II.  Aard van de waar

7.            In Hauck/Stokke herhaalt het hof deze zienswijze voor de uitsluiting m.b.t. de aard van de waar (kortweg: aard-uitsluiting): deze uitsluiting kan geen toepassing vinden bij een vorm waarin een ander element, zoals een sier‑ of fantasie-element dat niet inherent is aan de generieke functie van de waar, een belangrijke of wezenlijke rol speelt (rov. 22). De hiervoor uit Lego aangehaalde toelichting dat concurrenten het betreffende (hier aardgebonden) element probleemloos kunnen gebruiken omdat overeenstemming dan ontbreekt, is niet uitdrukkelijk herhaald. Ik lees dit uitgangspunt wel in de verwijzing naar de passage in Lego. Ook hier geldt dat een concurrent die afwijkt op het sier- of fantasie-element en overigens dezelfde aardgebonden vorm gebruikt, een niet-overeenstemmend teken gebruikt en dus geen inbreuk maakt op het vormmerk.

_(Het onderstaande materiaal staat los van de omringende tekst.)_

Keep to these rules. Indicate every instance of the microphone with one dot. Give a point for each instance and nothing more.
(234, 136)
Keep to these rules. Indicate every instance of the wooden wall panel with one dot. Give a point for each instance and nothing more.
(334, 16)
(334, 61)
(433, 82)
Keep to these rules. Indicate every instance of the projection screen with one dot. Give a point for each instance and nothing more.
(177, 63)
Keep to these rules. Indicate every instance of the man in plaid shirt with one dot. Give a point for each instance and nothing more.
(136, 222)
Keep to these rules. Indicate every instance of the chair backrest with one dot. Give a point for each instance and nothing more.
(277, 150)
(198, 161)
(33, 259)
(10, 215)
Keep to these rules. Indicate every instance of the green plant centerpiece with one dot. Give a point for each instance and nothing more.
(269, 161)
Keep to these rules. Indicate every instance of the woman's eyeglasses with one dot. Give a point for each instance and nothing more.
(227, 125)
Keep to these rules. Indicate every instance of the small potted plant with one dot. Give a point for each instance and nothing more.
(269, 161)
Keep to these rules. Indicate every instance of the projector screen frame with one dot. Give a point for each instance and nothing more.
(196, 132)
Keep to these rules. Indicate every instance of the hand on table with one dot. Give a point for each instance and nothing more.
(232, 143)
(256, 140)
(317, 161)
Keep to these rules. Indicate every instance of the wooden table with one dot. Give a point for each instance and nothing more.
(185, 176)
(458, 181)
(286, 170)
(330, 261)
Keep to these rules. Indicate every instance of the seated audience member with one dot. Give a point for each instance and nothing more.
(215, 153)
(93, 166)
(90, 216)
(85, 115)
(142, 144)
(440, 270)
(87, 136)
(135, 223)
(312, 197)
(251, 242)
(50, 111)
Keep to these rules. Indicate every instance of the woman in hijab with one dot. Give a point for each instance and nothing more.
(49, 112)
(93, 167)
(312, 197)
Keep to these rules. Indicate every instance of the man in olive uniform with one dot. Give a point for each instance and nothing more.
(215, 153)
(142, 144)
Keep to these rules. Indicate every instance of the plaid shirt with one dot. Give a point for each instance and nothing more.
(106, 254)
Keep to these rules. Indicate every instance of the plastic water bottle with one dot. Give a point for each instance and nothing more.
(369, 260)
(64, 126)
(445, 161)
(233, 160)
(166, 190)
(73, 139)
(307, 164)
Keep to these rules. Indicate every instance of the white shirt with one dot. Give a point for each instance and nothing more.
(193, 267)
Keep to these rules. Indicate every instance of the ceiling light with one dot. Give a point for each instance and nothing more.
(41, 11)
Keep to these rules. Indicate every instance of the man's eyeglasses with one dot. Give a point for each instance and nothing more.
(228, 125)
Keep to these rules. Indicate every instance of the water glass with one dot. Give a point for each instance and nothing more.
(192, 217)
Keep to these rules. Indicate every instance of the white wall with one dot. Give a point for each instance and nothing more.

8.            De Nederlandse vertaling van rov. 22 is overigens net een nuance anders dan de Franse werktaalversie en de Engelse en Duitse vertaling. Dit zou tot een interpretatieverschil kunnen leiden. De Nederlandse versie noemt ‘een sier‑ of fantasie-element dat niet inherent is aan de generieke functie van de waar’ (zonder komma, dus een beperkende bijzin: alleen een element dat inherent is). In het Frans is de zin daarentegen met komma geformuleerd, dus als uitbreidende bijzin (een element waarvan iedereen weet dat het niet inherent is): ‘qu’un élément ornemental ou fantaisiste, qui n’est pas inhérent à la fonction générique du produit’ evenals in het Engels: ‘a decorative or imaginative element, which is not inherent to the generic function of the goods’ en het Duits: ‘ein dekoratives oder phantasievolles Element, das der gattungstypischen Funktion dieser Ware nicht innewohnt’. Kennelijk veronderstelt het hof dat een sier- of fantasie-element per definitie niet functie-inherent is.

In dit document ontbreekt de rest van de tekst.